Magnetic Resonance Imaging (MRI)
Having an MRI scan
What is an MRI and why should I have one?
Magnetic Resonance Imaging (MRI) produces very detailed pictures of any part of the body in any direction. The scanner uses a high-strength magnet, radio waves and computers to generate images. MRI is a very safe way of producing images that can be used to diagnose medical conditions.
Your referrer (usually a doctor, physiotherapist or other medical professional) has decided an MRI scan is the best option for you to diagnose or assess your condition. On the day of your scan you will usually be able to eat and drink as normal and take
any medicine you have been prescribed - if there are any special requirements, we will discuss this with you when you book your appointment.
What to expect
One of our specialist team will meet you and help you to prepare for your scan. We will complete a safety checklist with you and will be happy to answer any questions that you may have. You will be asked to sign a consent form before your scan. You will need to remove all metal objects such as clothing with zips, jewellery, hair grips and piercings before entering the scan room because of the powerful magnet that is used to scan. Credit cards are also affected by the magnet. A locker will be provided for these and other valuables. As makeup can contain fine metallic particles which affect the pictures, please do not wear eye makeup if you are having a scan of your head or eyes. You will also need to remove any drug administration patches for the duration of the scan because they may contain metal or affect the dose delivered during the scan.
We will provide you with special loose fitting clothing to wear if you are wearing clothes that contain metal. You may prefer to arrive in clothes which do not contain metal for example clothing without any zips, buttons or metallic thread.
A radiographer will position you on a comfortable couch, which slides into the scanner. You will be asked to keep still while we scan you and produce your images. The scanner is very noisy when it is taking pictures so we will provide you with ear protection. Examples of the types of noises you may experience during your scan can be heard here.
We will be able to play music through headphones so you may like to bring a CD with you to listen to.
How does an MRI Scan take?
This depends on which part of the body is being scanned. Most simple scans are completed in 20-30 minutes. Although we try to keep to appointment times, we don’t always know beforehand exactly how long a particular scan will take. This means that occasionally an appointment time may be slightly delayed.
Your referrer should receive your scan report within a week. We advise that you should make an appointment with your referrer to discuss the results. The radiographer will not be able to give you your results on the day of your scan as the images need to be studied and a report written by a specialist doctor.
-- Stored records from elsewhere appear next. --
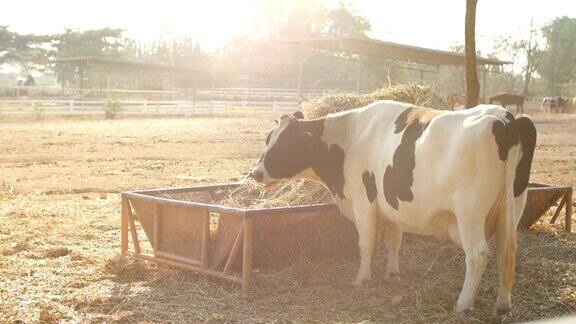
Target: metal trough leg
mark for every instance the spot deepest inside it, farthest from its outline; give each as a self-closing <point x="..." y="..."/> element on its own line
<point x="247" y="255"/>
<point x="124" y="228"/>
<point x="568" y="220"/>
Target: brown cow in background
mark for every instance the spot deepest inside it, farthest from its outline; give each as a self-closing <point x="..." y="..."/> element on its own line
<point x="510" y="99"/>
<point x="558" y="105"/>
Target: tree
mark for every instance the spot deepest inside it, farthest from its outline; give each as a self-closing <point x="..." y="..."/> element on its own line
<point x="343" y="22"/>
<point x="531" y="49"/>
<point x="472" y="84"/>
<point x="558" y="65"/>
<point x="105" y="42"/>
<point x="27" y="51"/>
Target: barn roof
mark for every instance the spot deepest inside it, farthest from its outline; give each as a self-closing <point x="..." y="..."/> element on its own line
<point x="374" y="47"/>
<point x="125" y="64"/>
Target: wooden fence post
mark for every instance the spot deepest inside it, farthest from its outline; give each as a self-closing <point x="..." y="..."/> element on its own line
<point x="568" y="221"/>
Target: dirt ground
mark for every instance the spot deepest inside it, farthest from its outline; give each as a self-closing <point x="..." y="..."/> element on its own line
<point x="59" y="234"/>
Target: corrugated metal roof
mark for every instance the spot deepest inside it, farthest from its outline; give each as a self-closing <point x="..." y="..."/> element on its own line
<point x="136" y="65"/>
<point x="374" y="47"/>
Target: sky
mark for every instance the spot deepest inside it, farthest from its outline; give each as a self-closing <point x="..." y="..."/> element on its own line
<point x="434" y="24"/>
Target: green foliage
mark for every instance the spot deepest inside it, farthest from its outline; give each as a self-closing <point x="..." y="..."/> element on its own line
<point x="558" y="66"/>
<point x="105" y="42"/>
<point x="112" y="109"/>
<point x="28" y="51"/>
<point x="39" y="110"/>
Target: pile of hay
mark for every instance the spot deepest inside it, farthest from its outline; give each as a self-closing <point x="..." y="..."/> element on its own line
<point x="419" y="95"/>
<point x="303" y="192"/>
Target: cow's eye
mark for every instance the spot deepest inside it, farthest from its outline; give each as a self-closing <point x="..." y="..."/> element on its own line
<point x="268" y="137"/>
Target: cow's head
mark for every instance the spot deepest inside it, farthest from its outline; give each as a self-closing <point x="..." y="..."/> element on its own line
<point x="289" y="149"/>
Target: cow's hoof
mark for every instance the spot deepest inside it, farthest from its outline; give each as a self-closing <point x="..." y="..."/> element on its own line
<point x="393" y="277"/>
<point x="462" y="308"/>
<point x="501" y="311"/>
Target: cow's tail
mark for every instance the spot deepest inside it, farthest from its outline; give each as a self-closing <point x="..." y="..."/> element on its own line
<point x="518" y="166"/>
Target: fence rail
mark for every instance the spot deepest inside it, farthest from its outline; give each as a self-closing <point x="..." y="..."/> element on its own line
<point x="220" y="94"/>
<point x="61" y="107"/>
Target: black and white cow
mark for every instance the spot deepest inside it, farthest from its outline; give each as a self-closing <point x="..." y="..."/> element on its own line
<point x="460" y="175"/>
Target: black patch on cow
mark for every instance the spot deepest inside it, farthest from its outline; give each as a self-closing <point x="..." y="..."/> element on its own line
<point x="527" y="133"/>
<point x="299" y="146"/>
<point x="290" y="154"/>
<point x="370" y="184"/>
<point x="328" y="164"/>
<point x="399" y="177"/>
<point x="506" y="134"/>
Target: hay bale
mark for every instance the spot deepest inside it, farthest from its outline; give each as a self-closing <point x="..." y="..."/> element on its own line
<point x="416" y="94"/>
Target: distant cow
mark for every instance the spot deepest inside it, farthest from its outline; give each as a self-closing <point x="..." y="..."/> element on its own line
<point x="509" y="99"/>
<point x="556" y="105"/>
<point x="460" y="175"/>
<point x="547" y="104"/>
<point x="455" y="100"/>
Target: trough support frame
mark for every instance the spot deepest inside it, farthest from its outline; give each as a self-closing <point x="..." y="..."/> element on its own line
<point x="244" y="237"/>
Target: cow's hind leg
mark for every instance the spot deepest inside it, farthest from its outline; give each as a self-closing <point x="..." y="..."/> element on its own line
<point x="365" y="215"/>
<point x="506" y="238"/>
<point x="471" y="215"/>
<point x="393" y="240"/>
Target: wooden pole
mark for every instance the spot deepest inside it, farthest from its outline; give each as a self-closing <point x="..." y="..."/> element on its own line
<point x="359" y="74"/>
<point x="205" y="238"/>
<point x="235" y="250"/>
<point x="559" y="209"/>
<point x="472" y="86"/>
<point x="568" y="221"/>
<point x="156" y="212"/>
<point x="124" y="227"/>
<point x="132" y="226"/>
<point x="247" y="255"/>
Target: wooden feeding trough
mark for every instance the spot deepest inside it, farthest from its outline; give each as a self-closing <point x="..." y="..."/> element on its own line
<point x="543" y="196"/>
<point x="188" y="228"/>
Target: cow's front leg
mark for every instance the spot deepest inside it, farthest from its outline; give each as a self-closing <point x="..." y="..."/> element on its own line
<point x="365" y="216"/>
<point x="393" y="240"/>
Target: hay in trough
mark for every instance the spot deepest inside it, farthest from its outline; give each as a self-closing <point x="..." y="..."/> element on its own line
<point x="326" y="234"/>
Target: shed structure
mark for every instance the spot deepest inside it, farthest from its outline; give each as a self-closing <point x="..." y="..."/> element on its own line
<point x="407" y="56"/>
<point x="112" y="73"/>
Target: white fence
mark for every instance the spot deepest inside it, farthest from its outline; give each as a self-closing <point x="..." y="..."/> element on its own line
<point x="42" y="108"/>
<point x="219" y="94"/>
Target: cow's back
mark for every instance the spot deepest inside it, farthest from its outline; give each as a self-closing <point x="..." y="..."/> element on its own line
<point x="417" y="175"/>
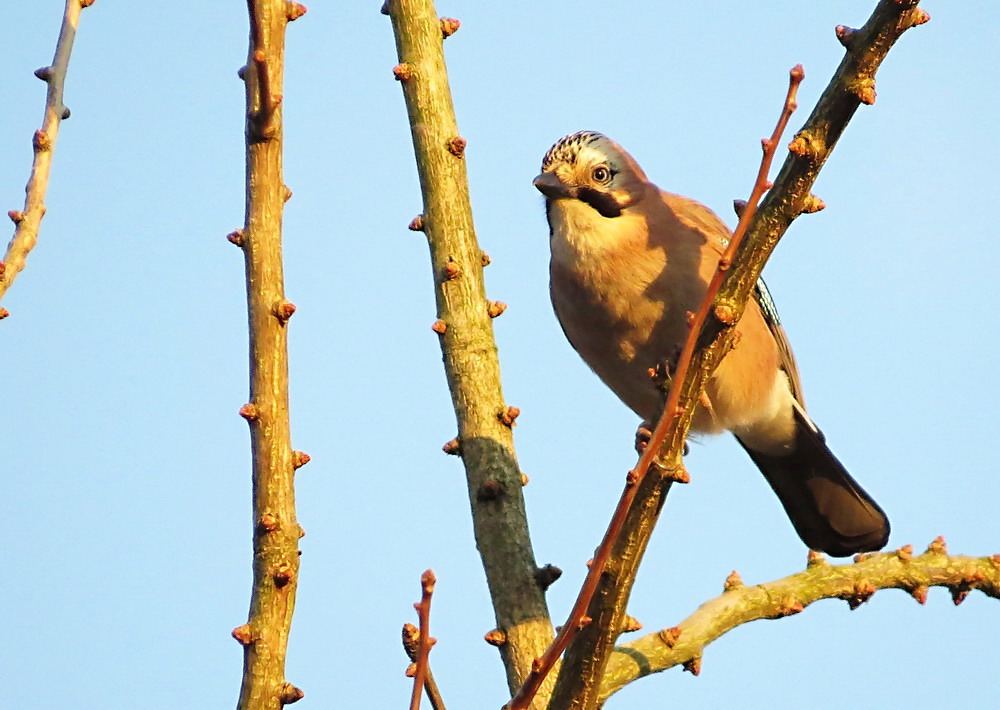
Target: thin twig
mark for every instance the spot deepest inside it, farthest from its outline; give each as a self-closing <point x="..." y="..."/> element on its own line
<point x="28" y="220"/>
<point x="854" y="583"/>
<point x="276" y="531"/>
<point x="411" y="636"/>
<point x="424" y="640"/>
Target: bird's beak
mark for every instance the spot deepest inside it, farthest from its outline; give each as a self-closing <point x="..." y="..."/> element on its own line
<point x="554" y="188"/>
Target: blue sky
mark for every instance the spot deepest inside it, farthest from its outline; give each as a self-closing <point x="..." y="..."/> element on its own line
<point x="126" y="466"/>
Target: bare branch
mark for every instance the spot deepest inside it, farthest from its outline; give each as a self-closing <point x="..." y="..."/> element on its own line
<point x="854" y="583"/>
<point x="610" y="616"/>
<point x="741" y="268"/>
<point x="422" y="668"/>
<point x="465" y="327"/>
<point x="28" y="220"/>
<point x="411" y="639"/>
<point x="276" y="530"/>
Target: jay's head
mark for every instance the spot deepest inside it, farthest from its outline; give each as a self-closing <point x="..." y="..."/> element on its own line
<point x="591" y="168"/>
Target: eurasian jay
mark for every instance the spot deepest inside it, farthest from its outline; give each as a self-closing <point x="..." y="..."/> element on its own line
<point x="629" y="261"/>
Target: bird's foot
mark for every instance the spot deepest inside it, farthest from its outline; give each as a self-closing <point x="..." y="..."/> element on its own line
<point x="644" y="433"/>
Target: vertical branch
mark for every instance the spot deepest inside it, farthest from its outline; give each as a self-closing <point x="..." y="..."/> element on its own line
<point x="739" y="269"/>
<point x="276" y="531"/>
<point x="464" y="324"/>
<point x="422" y="670"/>
<point x="28" y="220"/>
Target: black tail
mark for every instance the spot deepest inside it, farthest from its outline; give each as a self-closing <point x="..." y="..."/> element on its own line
<point x="830" y="511"/>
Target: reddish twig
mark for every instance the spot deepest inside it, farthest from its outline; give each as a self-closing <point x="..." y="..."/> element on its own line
<point x="411" y="637"/>
<point x="28" y="220"/>
<point x="577" y="618"/>
<point x="424" y="641"/>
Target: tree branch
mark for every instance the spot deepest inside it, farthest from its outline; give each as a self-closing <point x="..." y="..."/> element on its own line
<point x="276" y="531"/>
<point x="852" y="83"/>
<point x="622" y="544"/>
<point x="421" y="662"/>
<point x="854" y="583"/>
<point x="411" y="644"/>
<point x="464" y="324"/>
<point x="28" y="220"/>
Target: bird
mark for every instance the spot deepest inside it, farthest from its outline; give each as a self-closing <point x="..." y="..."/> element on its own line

There is no radiation used for your MRI scan, so it is considered to be very safe. However, because the scanner uses a strong magnet it is important that you tell us if you have implants inside your body which may be metal or contain metal or if you have had any operations in the past.
Please contact us before coming for your appointment if you have any doubts about whether you are suitable for MRI or if you have, or have had, any of the following.
• An electronic device such as a neurostimulator anywhere in your head or body
• A pacemaker or implantable cardiac defibrillator
• An artificial heart valve
• A cochlear implant
• Arterial clips, particularly, ‘aneurysm’ clips (these are metal clips that are inserted during some operations, especially in the blood vessels or the brain)
• Metal fragments in the eye, head or body (if you suspect that a metal fragment may have entered your eye, particularly if you have ever worked with a lathe or metal grinding equipment please contact us for advice)
• Any surgery in the six months before your appointment date
• Any surgery which involved placing implants in your head or body
Will I need an injection?
Occasionally we will need to give you an injection of contrast (a dye which makes blood vessels and organs show up more clearly) to give better images. This is normally given into the arm or the back of the hand by a qualified member of staff. You will be asked to sign a consent form after a full explanation.
What if I'm pregnant?
There are currently no known dangers from MRI, although we do not scan during pregnancy unless essential and would need written permission from your referrer.
For your comfort
We can make arrangements for your individual needs and comfort, for example we can sometimes allow an adult family member or friend into the MRI area with you, or we may be able to find more comfortable positions for you while you are being scanned.